4. Install Iodine on the Client

Now that the server side is up and running we can connect to it from the client (aka your laptop behind the firewall). Run the following commands in your laptops terminal:

FILE="localhost\nnameserver $(scutil --dns | grep -oE "\b([0-9]{1,3}\.){3}[0-9]{1,3}\b" | head -1)"
echo $FILE | sudo tee /etc/resolv.conf
sudo iodine -f -P myPass t.duman.me

Again, for the last line use your password and your tunnel domain. The first two lines read the DNS Resolver IP as indicated to your laptop by the DHCP response from the WiFi network and write it to resolv.conf. These two lines are only necessary because newer versions of macOS don't update this file automatically. You can try leaving them out first and see if it works that way. Once you see the string Connection setup complete, transmitting data the client is connected to the server. Make sure not to close the current terminal tab or press Ctrl+C as these actions will break the connection. If you want you can install screen locally and run this process in a screen instance.

5. Setup SSH Tunnel

We can now connect to the server using SSH by only sending DNS packets. The server will appear on our local network thanks to iodine. Run the following command to setup an SSH tunnel on port 9999:

ssh -i IodineServer.pem [email protected] -D 9999

You should also keep this terminal tab open for the connection to persist. At this stage we are using port 9999 to talk to the server and iodine is forwarding all our communication through port 53.

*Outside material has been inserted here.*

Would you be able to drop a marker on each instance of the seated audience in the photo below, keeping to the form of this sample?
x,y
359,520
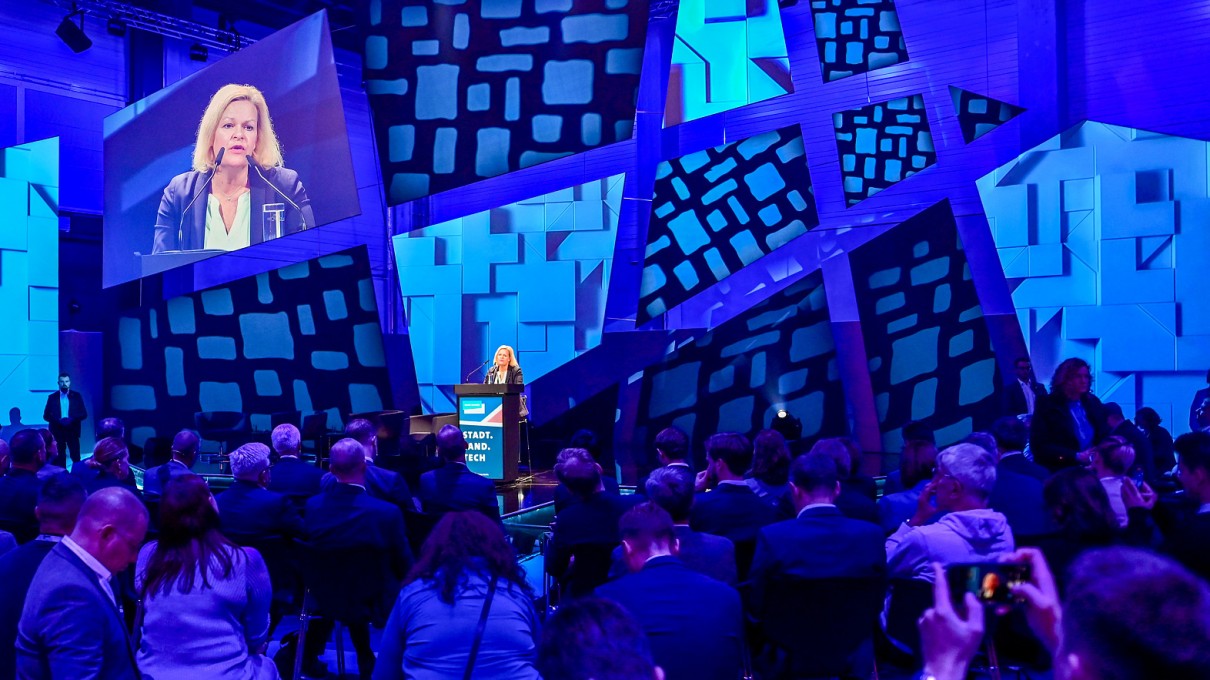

6. Tell Chrome to use SOCKS proxy

We need to tell Chrome to use the tunnel when sending HTTP requests. This can be achieved by downloading the Chrome Plugin SwitchyOmega. Head to the plugin options page and create a new profile with the following properties:
Profile Name: DNS Tunnel
Protocol: SOCKS5
Server: localhost
Port: 9999
After applying your changes you can use the plugin icon to switch to the profile you created and every page you load after this point will be forwarded through iodine.

7. Profit

Now you can surf the web freely (even establish TLS connections) behind a firewall as described in the introduction section. The connection speed will be slow as DNS packets are not large in size by nature. You can fine tune the iodine flags to optimize your speed. Make sure to switch back your SwitchyOmega profile to default and terminate the SSH tunnel and iodine instance once you are done testing the tool.

This is my first blog post! Let me know what you think below.

Getting many SERVFAIL errors? Try using the flag -L0 when launching iodine.
Can't point a NS record to IPv6? Ask your domain service provider to do it for you manually.